Senin, 14 Juni 2021 – 21:34 WIB

Ilustrasi Pemakaman Jenazah Covid-19 (Foto:istimewa)

Ilustrasi Pemakaman Jenazah Covid-19 (Foto:istimewa)

BANDUNG, REQNews - Kepala Dinas Tata Ruang (Distaru) Kota Bandung Bambang Suhari mengatakan ada sebanyak 196 makam dari 1.400 liang lahat di kuburan khusus Covid-19 TPU Cikadut dibongkar setelah jenazah dinyatakan negatif Covid-19.

196 makam yang dibongkar tersebut akhirnya dipindahkan ke tempat pemakaman lain.

Bambang menyatakan, pemindahan itu atas permintaan ahli waris setelah melengkapi sejumlah persyaratan dari Distaru.

"Sebanyak 71 jenazah itu dipindahkan ke luar Kota Bandung. Sementara sisanya 125 jenazah dipindahkan ke pemakaman keluarga atau TPU milik pemerintah yang tersebar di Kota Bandung," kata Bambang, Senin 14 Juni 2021.

Bambang memaparkan, lahan khusus pemakaman jenazah Covid-19 di TPU Cikadut sebetulnya masih tersedia. Dari 20.000 meter persegi lahan khusus untuk pemakaman jenazah Covid-19, hanya baru terpakai 5.600 meter persegi. Dari kapasitas 5.000 liang lahat baru terpakai sebanyak 1.400 liang lahat.

Dari jumlah liang lahat yang terpakai, lanjut Bambang, dari hasil verifikasi Dinas Kesehatan menyatakan 361 di antaranya digunakan oleh jenazah terkonfirmasi aktif asal Kota Bandung.

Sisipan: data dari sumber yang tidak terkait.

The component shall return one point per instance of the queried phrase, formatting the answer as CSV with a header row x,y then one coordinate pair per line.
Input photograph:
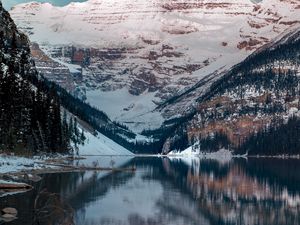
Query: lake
x,y
167,191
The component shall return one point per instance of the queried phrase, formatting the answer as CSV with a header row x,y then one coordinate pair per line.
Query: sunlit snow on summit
x,y
10,3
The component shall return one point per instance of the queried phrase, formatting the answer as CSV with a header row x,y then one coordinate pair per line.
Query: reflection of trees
x,y
235,197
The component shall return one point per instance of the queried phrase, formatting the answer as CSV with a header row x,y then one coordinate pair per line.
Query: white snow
x,y
16,163
101,145
223,155
197,33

Sedangkan, 306 liang lahat digunakan oleh jenazah terkonfirmasi aktif yang secara data domisili berasal dari luar Kota Bandung.

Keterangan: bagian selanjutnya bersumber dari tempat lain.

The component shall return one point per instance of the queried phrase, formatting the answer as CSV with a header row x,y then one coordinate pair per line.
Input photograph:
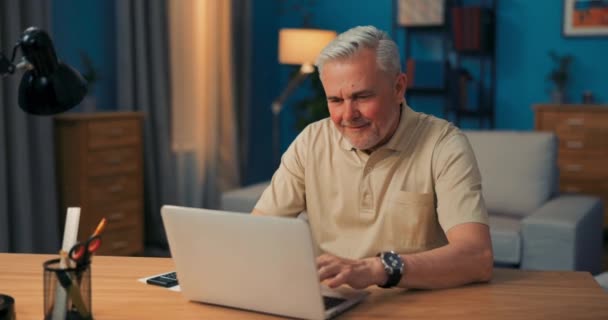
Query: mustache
x,y
354,123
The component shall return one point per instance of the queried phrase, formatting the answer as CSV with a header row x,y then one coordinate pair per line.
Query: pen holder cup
x,y
67,291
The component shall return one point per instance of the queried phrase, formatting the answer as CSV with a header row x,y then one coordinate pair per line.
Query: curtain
x,y
203,100
143,84
28,197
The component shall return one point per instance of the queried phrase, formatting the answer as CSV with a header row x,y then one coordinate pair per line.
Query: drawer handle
x,y
575,121
575,144
574,167
572,189
116,188
116,132
114,160
119,244
116,216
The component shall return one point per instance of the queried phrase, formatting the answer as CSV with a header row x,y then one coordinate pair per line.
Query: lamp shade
x,y
302,46
50,87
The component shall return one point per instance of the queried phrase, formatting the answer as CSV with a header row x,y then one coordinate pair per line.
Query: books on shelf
x,y
425,74
472,29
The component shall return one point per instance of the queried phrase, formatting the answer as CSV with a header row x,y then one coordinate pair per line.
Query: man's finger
x,y
324,260
338,280
328,271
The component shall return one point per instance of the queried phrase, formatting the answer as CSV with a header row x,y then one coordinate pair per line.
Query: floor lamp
x,y
296,47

"Sisanya itu adalah jenazah yang dinyatakan suspek dan probable. Selain itu ya banyak yang sudah dipindahkan," ujarnya.

Bambang menuturkan, proses pemindahan cukup berpengaruh. Sebab menyita energi dan waktu para petugas di lapangan yang sedianya disiagakan untuk menangani pemakaman jenazah lainnya.

"Belum lagi secara kesehatan juga dikhawatirkan. Karena yang mengajukan pemindahan dalam jarak hitungan bulan. Padahal saat itu menjadi proses pembusukan jenazah. Makanya kita sarankan kalau untuk pemindahan sebaiknya di atas dua tahunan agar lebih aman. Secara psikologis juga kurang baik apabila masih dalam proses pembusukan," tuturnya.

Oleh karena itu, Bambang memohon kerja sama dari rumah sakit agar lebih cermat mengidentifikasi jenazah yang terindikasi Covid-19. Hal ini untuk menghindari terjadinya pemindahan jenazah yang telah dimakamkan.